Bekanntheit erlangte sie vor allem durch ihren Einsatz für die politische Selbstbestimmung der Westsahara, eines Landes, das bis 1975 eine Kolonie Spaniens war und anschließend aufgrund loser historischer Bindungen in der vorkolonialen Zeit von Marokko und Mauretanien besetzt wurde. Während sich Mauretanien 1979 aus der Westsahara zurückzog, kontrolliert Marokko seither etwa zwei Drittel der Gesamtfläche des Landes. Die Vereinten Nationen verlangen die Durchführung eines Referendums über den endgültigen völkerrechtlichen Status des Gebietes (vgl. Westsaharakonflikt).

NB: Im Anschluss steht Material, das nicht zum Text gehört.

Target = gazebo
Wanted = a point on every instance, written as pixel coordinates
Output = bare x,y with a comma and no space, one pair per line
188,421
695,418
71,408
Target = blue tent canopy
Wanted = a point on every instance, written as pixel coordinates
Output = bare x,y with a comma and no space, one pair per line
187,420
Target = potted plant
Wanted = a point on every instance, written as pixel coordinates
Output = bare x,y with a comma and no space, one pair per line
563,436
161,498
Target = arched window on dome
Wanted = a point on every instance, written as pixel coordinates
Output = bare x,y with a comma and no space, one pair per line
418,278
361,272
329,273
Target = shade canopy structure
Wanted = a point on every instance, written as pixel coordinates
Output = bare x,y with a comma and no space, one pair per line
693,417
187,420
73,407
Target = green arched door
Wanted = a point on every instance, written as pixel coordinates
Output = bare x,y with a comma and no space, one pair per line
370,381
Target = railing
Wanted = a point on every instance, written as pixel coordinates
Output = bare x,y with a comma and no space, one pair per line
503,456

Als sich Haidar 1987 an einer Demonstration beteiligte, die mit friedlichen Mitteln die Durchführung des Referendums verlangte, wurde sie von marokkanischen Sicherheitskräften verhaftet. Sie wurde gemeinsam mit 17 weiteren Frauen vier Jahre ohne Anklage oder Gerichtsbeschluss an einem geheimen Ort festgehalten. Nach eigenen Angaben wurde sie während dieser Zeit mehrfach gefoltert.[2]
Nach 1991 setzte sie sich mehrfach für bessere Haftbedingungen von politischen Gefangenen in der Westsahara ein. Am 17. Juni 2005 wurde Haidar zusammen mit den Menschenrechtsaktivisten Fatma Ayach und Houssein Lidri während einer Demonstration erneut verhaftet. Nach einem Bericht von Amnesty International fügten marokkanische Polizisten den Demonstranten Kopfverletzungen mit Schlagstöcken zu. Die Wunden Haidars mussten im Hassan-Belmehdi-Krankenhaus mit zwölf Stichen genäht werden. Anschließend wurde sie drei Tage lang verhört und wegen angeblich gewaltsamer Proteste und der Angehörigkeit zu einer verbotenen Organisation angeklagt. Sie verbüßte eine siebenmonatige Haft in einem als Schwarzes Gefängnis bekannten Kerker in El Aaiún. Zwischen dem 8. August 2005 und dem 29. September 2005 trat Haidar in einen Hungerstreik, um für sich und ihre Mitgefangenen bessere Haftbedingungen zu erreichen.[2] Auf freien Fuß gelangte sie, nachdem sich 178 Abgeordnete des Europäischen Parlamentes in einer Petition für sie verwandt hatten.[3]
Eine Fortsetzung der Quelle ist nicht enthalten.